- Teepe Pillar Location within Wyoming Teepe Pillar Location within the United States

Highest point
- Elevation: 12,271 ft (3,740 m)
- Prominence: 186 ft (57 m)
- Coordinates: 43°44′09″N 110°48′03″W﻿ / ﻿43.73583°N 110.80083°W

Geography
- Location: Grand Teton National Park, Teton County, Wyoming, U.S.
- Parent range: Teton Range
- Topo map: USGS Grand Teton

Climbing
- First ascent: 1930 by Robert Underhill & Kenneth Henderson
- Easiest route: Technical, class 5.4 to 5.8

= Teepe Pillar =

Mountain in Wyoming, United States

Teepe Pillar (12271 ft) is located in the Teton Range, Grand Teton National Park, Wyoming, immediately south of Grand Teton. The peak is the seventh highest in the Teton Range. Teepe Pillar is separated from Grand Teton by a col which drops sharply to the east and west. Northeast of and well below the summit, the Teepe Glacier is situated in a cirque. From Jackson Hole, Teepe Pillar is difficult to observe except from the northeast as it is hidden from view by Disappointment Peak.
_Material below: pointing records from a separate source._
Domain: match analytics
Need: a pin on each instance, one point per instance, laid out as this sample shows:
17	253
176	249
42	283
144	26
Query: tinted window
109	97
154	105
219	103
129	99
Best access to the summit is by way of Garnet Canyon to the Lower Saddle, a broad plateau which divides Grand Teton from Middle Teton. The summit is easiest to reach when approached from the west; however, true to its name, the pillar is a steep technical climb from every direction, involving up to 5 pitches at Class 5.4 to reach the summit.